Dans un précédent arrêt (AC.2014.0349 du 17 août 2015), la Cour de céans avait estimé que l’implantation d’un complexe comprenant notamment un EMS ainsi que des logements protégés était conforme à la zone d’intérêt général. Elle avait notamment considéré à cet égard que "les logements protégés présentent […] un intérêt général dans la mesure où ils constituent une alternative au placement en EMS et permettent de retarder l’entrée dans un tel établissement (voir art. 16 al. 1 de la loi cantonale d’aide aux personnes recourant à l’action médico-sociale, du 24 janvier 2006 [LAPRAMS, RSV 850.11], avec les avantages qui en découlent du point de vue social et économique" (arrêt précité consid. 7). Certes, dans l’affaire précitée, le projet comprenait également la construction d’un établissement médico-social qui gérait les logements en question, ce qui n’est pas le cas en l’espèce, le siège de la Fondation O.________ étant situé à ********.

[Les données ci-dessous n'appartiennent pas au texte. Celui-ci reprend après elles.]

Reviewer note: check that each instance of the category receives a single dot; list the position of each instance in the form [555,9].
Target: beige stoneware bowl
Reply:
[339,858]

Toutefois, la notion d’équipement public figurant à l’art. 2 RPQAM ne saurait être interprétée de manière restrictive. Comme le relève l’autorité intimée, la liste des activités ou équipements admis est uniquement exemplative de sorte que le règlement communal laisse une certaine marge d’appréciation à l’autorité pour déterminer les activités qui peuvent être admises parce qu’elles sont des activités ou usages traditionnellement admis dans une localité. Le législateur communal ne s’est donc pas montré aussi restrictif que dans l’hypothèse où il crée une zone spécifiquement réservée à l’équipement public puisque d’autres activités, y compris commerciales sont admises.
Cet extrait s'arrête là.